The excess system time to compile G11a might suggest that G11 is doing
excess allocation, but they were all run with the same fixed heap. Still,
there is some excess sytem time in the last two compiles. I wasn't using
the machine for anything else at the time, and it was run at 10am after
the machine had been on ovenight, so I don't think there were any backed
up cron jobs. They were all run in a row, so maybe I just really foiled
the virtual memory system (kernel 2.4.8 -- I know I should move up at
least past 2.4.10 or so because there are known issues with the VM).
Rerunning all of the compiles with -v2 (because I wanted to see if I could
pinpoint some pass that was slow because of tuple reconstruction
elimination), I get the following:
MLton finished in 527.27 + 289.79 (35% GC)
746.58user 70.64system 14:24.24elapsed 94%CPU
MLton finished in 533.43 + 290.50 (35% GC)
753.75user 70.35system 14:09.91elapsed 96%CPU
MLton finished in 503.85 + 277.33 (36% GC)
724.30user 57.03system 13:40.35elapsed 95%CPU
MLton finished in 475.20 + 212.58 (31% GC)
631.01user 56.96system 12:10.05elapsed 94%CPU
MLton finished in 582.62 + 338.43 (37% GC)
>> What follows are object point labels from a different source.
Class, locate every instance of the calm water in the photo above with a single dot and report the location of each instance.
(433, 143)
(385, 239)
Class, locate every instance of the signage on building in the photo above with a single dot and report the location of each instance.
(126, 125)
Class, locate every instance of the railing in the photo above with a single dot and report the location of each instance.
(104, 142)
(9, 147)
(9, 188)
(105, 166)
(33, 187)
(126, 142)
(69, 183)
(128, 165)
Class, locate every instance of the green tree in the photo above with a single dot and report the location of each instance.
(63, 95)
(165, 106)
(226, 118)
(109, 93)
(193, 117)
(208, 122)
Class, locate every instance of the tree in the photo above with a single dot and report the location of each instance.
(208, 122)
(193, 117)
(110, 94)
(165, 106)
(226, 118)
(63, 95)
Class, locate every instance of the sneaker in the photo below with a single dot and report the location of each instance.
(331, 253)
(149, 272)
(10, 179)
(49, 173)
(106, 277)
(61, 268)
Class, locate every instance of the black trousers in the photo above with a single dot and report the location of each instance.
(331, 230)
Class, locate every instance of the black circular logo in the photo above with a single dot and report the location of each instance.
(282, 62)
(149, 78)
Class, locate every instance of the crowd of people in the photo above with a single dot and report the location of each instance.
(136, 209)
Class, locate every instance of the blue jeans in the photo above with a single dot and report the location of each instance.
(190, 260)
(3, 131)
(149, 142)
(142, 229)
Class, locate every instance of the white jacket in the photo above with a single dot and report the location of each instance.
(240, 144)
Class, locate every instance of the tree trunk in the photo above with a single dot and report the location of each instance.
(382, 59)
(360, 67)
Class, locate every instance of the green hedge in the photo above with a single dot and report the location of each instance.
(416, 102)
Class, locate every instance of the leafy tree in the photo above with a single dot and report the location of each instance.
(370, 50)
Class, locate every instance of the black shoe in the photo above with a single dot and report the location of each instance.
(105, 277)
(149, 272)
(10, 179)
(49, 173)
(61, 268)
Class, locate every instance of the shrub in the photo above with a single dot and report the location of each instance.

739.66user 181.55system 16:20.46elapsed 93%CPU
MLton finished in 838.95 + 393.44 (32% GC)
690.70user 541.89system 22:24.08elapsed 91%CPU
which doesn't explain much, and contradicts the previous in some ways, but
is more believable, I think. It suggests that compiling
with -tuple-recon-elim 1 improves compile time a little, and, furthermore,
the resulting compiler is a bit faster. On the other hand, compiling with
-tuple-recon-elim 2 hurts compile time a little bit, and the resulting
compiler is really slow -- presumably because of lack of flattening.
Anyways, I'm hopeful that after looking at the flattener, we should be
able to get to a point where the tuple reconstruction
elimination can be permanently left on in the shrinker.